Last time we looked at the nuts and bolts of dialogue, and how to use action and punctuation to ventilate 'he said, she said' sequences. This week I'd like to look at the choices we make when deciding what our characters actually say.
Dialogue performs several vital functions in fiction. Establishing character, creating atmosphere, providing backstory, guiding and driving plot, etcetera. When we go to dialogue we move up a gear. I see people in bookshops thumbing through the pages of novels. When choosing passages to read they don't go for grey pages, or blocky paragraphs of exposition, they look for direct speech.
Most readers don't want too much grey. They want plenty of white on the page. Conversation, argument, fury, banter, hilarity, erotic murmurs, passionate cries and whispers... It's life. Dialogue is narrative at its most personal, its most organic.
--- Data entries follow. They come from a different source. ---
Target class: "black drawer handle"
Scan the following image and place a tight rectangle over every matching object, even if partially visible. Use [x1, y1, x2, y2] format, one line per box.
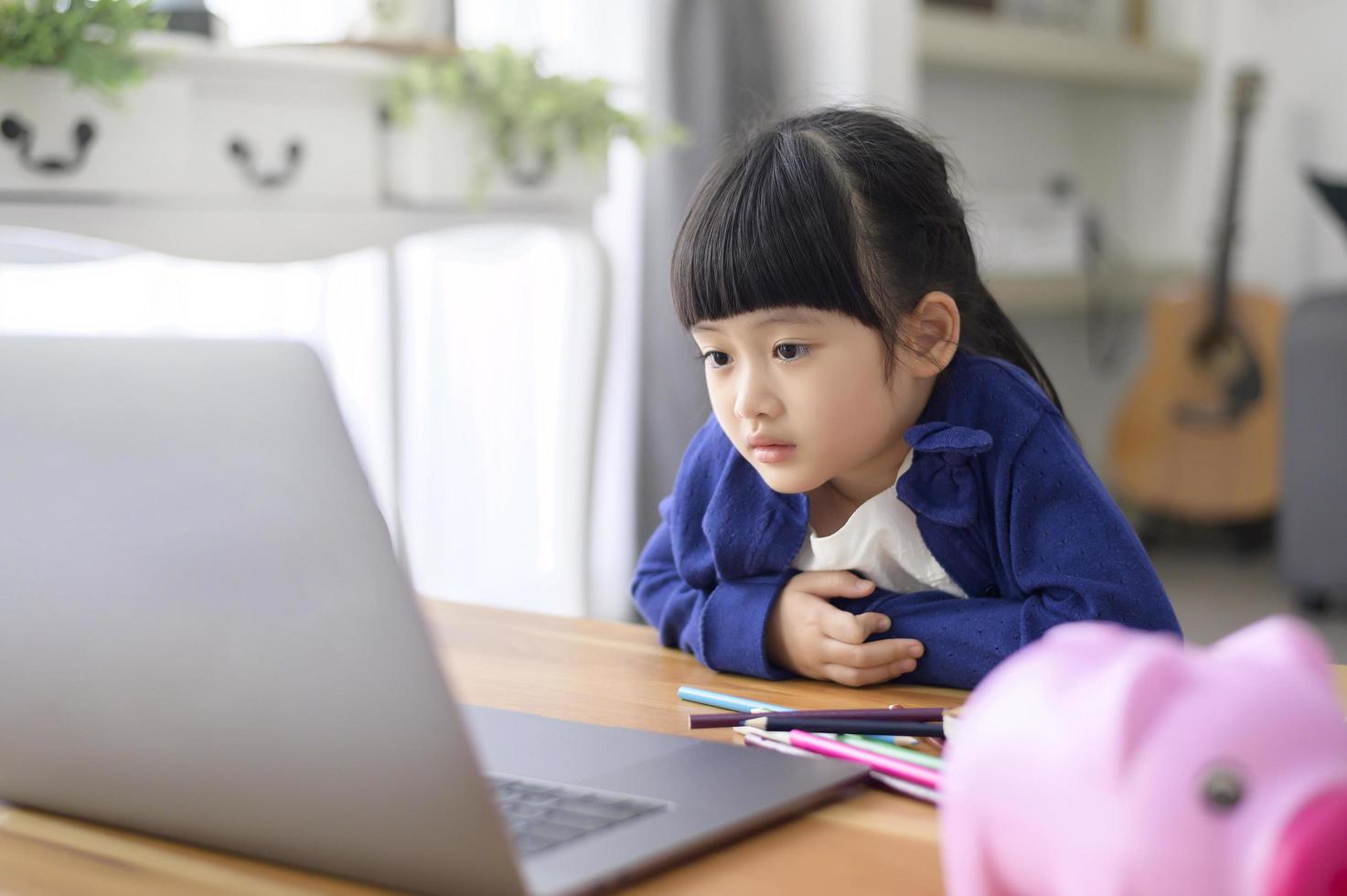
[505, 150, 556, 187]
[229, 137, 305, 190]
[0, 113, 99, 176]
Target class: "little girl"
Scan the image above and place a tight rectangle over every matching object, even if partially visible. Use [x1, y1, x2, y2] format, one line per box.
[632, 108, 1179, 688]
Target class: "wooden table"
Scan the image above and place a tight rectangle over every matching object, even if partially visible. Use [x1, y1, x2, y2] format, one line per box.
[0, 601, 1347, 896]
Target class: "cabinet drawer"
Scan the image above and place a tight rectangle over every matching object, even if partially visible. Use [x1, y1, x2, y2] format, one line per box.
[0, 70, 188, 198]
[384, 101, 607, 208]
[188, 85, 380, 205]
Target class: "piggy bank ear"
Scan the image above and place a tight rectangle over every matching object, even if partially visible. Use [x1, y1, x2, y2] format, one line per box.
[1113, 643, 1191, 776]
[1211, 615, 1333, 688]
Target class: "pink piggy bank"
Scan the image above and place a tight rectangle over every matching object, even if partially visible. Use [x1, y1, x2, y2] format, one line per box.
[940, 615, 1347, 896]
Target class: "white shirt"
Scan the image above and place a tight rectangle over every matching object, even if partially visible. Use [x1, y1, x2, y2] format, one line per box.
[792, 452, 967, 597]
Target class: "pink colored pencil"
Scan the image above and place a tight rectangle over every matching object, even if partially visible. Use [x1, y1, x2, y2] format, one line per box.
[687, 706, 945, 728]
[791, 729, 940, 790]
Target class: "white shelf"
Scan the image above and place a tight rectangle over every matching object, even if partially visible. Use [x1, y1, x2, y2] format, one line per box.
[0, 197, 592, 264]
[983, 260, 1197, 315]
[917, 6, 1202, 94]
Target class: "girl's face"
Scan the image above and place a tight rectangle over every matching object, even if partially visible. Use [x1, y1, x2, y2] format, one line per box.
[692, 307, 935, 500]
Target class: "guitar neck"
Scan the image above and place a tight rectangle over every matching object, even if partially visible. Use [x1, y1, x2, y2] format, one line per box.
[1210, 71, 1259, 332]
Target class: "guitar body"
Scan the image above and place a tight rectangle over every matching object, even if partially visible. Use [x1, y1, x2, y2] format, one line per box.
[1110, 283, 1285, 526]
[1110, 69, 1285, 526]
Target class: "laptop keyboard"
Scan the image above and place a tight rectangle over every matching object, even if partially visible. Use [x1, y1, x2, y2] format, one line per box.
[486, 773, 672, 856]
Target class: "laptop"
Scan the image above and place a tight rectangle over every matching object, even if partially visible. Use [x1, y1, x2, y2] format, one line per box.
[0, 336, 863, 893]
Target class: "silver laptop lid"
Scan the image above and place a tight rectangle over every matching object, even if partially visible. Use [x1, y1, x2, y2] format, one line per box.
[0, 336, 521, 893]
It's also brutally exposing of the writer's ability. Do it well, and your work will fly. Do it badly, and it'll undo you like a shoelace.
So how do you set about writing a dialogue passage? First and foremost, be clear about what you want to establish. Ideally, your reader should get to know your characters by a process of accretion. Each event, each conversation, should add another layer of understanding, and this process should be subtle enough that the reader is not aware that it's happening. They should find themselves, at a certain point, just 'getting' the character.
This is in stark contrast to much contemporary TV and movie drama screenwriting, in which character is established by a series of thuddingly obvious events and dialogue sequences. This is not wholly the fault of screenwriters. Producers consistently underestimate audiences' intelligence, and insist that character-establishment and plot points are heavily semaphored. Any scene in which a male character is seen nursing a drink in an otherwise empty bar and then moodily shoving the empty whisky glass at the barman for a refill is an example of this. If a female character, bruised by life but still beautiful, then occupies the next seat, and the two embark on a series of wry, philosophical and weirdly vulnerable exchanges, we know we're in screenwriterland. The whole thing is just so... on the nose.
Another weak feature of contemporary screenwriting is a tendency to stuff scripts with exposition, in which characters tell each, in a wholly unbelievable manner, facts which they already know, but which producers think we need to know too. Think of a million scenes in which the principal male character is called in to a superior's office, has his CV read to him, and is told that his brilliant career has been flawed by his bad attitude.